Ultrafast Exciton and Trion Dynamics in High-Quality Encapsulated MoS2 Monolayers

The extreme confinement and reduced screening in monolayer transition metal dichalcogenides (TMDs) leads to the appearance of tightly bound excitons which can also couple to free charges, forming trions, owing to strong Coulomb interactions. Low temperatures and encapsulation in hexagonal boron nitride (hBN) can narrow the excitonic linewidth, approaching the regime of homogeneous broadening, mostly dominated by the radiative decay. Ultrafast spectroscopy is a perfect tool to study exciton formation and relaxation dynamics in TMD monolayers. However, high-quality hBN-encapsulated structures have usually lateral sizes of the order of a few micrometers, calling for the combination of high spatial and temporal resolution in pump-probe experiments.
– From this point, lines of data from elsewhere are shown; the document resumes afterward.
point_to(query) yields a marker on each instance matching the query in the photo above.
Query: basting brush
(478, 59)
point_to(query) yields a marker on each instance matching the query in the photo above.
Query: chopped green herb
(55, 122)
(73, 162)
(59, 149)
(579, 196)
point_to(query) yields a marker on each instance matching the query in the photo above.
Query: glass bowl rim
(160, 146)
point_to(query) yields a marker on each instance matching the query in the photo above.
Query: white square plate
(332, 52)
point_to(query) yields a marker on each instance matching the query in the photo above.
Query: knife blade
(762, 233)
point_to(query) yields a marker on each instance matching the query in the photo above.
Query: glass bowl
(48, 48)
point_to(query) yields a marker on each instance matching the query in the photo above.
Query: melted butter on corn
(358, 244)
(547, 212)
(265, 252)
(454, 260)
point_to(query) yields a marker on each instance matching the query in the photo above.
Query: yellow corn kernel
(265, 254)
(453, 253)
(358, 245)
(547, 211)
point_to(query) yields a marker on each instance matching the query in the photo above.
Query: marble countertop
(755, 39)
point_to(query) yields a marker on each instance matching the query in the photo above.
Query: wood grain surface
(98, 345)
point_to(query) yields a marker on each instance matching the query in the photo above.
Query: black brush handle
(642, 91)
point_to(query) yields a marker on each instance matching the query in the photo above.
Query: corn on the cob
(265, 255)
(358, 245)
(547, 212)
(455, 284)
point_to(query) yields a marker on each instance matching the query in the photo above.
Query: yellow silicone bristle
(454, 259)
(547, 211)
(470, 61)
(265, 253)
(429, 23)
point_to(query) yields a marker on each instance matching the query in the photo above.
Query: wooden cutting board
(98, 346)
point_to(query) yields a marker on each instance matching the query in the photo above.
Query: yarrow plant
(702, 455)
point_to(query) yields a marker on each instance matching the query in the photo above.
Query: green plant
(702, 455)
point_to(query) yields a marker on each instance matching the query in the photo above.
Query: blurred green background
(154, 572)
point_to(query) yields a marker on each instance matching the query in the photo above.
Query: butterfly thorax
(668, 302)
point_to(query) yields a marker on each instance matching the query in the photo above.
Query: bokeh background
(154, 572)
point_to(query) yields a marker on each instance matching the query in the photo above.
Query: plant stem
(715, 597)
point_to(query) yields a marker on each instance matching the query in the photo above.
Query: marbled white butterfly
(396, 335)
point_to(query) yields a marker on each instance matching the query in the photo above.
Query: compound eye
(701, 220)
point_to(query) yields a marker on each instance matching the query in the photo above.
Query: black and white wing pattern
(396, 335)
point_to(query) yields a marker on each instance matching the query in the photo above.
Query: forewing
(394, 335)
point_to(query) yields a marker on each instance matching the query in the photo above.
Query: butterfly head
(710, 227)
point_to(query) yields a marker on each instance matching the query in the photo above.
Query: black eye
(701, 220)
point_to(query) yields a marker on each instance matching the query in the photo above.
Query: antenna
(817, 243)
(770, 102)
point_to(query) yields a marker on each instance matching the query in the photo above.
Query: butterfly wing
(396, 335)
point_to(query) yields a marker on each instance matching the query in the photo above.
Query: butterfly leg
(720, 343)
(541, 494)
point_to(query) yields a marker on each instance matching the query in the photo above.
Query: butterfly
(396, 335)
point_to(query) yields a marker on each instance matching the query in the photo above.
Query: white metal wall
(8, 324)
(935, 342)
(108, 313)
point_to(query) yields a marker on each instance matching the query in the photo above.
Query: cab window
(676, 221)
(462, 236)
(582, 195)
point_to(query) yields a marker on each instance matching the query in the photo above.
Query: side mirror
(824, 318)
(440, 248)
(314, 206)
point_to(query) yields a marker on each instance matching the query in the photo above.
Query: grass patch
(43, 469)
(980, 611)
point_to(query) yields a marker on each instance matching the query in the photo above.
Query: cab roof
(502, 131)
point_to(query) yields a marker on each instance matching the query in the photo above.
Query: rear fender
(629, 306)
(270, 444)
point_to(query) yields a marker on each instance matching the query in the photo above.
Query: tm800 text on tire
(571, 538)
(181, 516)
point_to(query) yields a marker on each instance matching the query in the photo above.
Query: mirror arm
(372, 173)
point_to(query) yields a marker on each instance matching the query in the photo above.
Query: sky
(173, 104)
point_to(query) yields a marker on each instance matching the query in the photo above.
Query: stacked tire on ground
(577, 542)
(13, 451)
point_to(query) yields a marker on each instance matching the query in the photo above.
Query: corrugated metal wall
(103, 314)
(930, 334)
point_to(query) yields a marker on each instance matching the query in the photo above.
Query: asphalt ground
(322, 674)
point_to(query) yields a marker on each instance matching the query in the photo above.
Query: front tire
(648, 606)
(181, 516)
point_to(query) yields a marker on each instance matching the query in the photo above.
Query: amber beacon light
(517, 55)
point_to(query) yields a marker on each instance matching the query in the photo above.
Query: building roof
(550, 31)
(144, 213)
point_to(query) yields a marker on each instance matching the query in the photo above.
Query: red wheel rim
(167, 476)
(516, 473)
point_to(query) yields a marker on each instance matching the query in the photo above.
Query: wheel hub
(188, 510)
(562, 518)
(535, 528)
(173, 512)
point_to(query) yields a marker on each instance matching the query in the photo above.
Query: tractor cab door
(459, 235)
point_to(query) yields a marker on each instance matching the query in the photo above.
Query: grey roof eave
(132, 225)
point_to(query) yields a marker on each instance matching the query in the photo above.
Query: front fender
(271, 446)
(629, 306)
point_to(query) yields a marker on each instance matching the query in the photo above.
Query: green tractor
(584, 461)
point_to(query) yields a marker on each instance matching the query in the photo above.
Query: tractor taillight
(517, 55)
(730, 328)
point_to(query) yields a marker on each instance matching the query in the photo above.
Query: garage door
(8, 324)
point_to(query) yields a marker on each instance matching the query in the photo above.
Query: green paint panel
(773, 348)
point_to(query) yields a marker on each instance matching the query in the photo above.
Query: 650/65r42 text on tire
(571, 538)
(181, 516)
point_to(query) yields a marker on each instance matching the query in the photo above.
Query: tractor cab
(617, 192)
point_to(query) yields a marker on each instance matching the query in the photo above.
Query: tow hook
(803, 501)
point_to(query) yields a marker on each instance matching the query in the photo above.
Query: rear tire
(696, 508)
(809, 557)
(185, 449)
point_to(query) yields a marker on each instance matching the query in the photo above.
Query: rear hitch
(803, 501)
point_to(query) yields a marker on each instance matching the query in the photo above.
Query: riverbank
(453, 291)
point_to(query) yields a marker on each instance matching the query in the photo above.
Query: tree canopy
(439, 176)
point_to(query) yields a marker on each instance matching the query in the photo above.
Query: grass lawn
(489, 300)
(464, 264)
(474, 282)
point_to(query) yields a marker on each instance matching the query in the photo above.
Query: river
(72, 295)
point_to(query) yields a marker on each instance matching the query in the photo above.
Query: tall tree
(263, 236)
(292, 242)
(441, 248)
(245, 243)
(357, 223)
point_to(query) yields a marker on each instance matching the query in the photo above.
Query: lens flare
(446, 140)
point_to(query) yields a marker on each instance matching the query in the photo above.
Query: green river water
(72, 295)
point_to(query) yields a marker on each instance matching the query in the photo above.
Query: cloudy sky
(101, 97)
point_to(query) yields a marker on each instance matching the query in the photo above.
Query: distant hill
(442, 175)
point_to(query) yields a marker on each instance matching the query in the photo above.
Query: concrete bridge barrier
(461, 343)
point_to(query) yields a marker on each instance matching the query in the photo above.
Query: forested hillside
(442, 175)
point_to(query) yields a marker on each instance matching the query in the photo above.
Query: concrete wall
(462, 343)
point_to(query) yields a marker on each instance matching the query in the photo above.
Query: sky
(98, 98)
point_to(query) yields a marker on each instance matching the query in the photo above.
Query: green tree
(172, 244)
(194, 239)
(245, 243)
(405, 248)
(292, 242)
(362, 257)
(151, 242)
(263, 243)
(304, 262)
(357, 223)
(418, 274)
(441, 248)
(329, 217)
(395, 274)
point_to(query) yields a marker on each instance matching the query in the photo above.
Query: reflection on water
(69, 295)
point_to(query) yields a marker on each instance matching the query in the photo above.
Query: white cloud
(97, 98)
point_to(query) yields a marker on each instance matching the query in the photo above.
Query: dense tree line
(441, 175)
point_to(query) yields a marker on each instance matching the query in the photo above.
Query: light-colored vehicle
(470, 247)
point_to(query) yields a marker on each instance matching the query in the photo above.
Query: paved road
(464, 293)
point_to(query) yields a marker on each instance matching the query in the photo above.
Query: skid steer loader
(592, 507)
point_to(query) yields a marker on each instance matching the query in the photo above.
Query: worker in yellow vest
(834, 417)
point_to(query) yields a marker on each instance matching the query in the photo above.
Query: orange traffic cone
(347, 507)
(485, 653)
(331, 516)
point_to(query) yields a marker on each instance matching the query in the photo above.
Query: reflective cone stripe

Herein, a custom broadband pump-probe optical microscope is used to measure the ultrafast dynamics of neutral and charged excitons in high-quality hBN-encapsulated monolayer MoS2 at 8 K. Neutral excitons exhibit a narrow linewidth of 7.5 meV, approaching the homogeneous limit, which is related to the fast recombination time of approximate to 130 fs measured in pump-probe. Moreover, markedly different dynamics of the trions over the neutral ones are observed. The results provide novel insights on the exciton recombination processes in TMD monolayers, paving the way for exploring the ultrafast behavior of excitons and their many-body complexes in TMD heterostructures.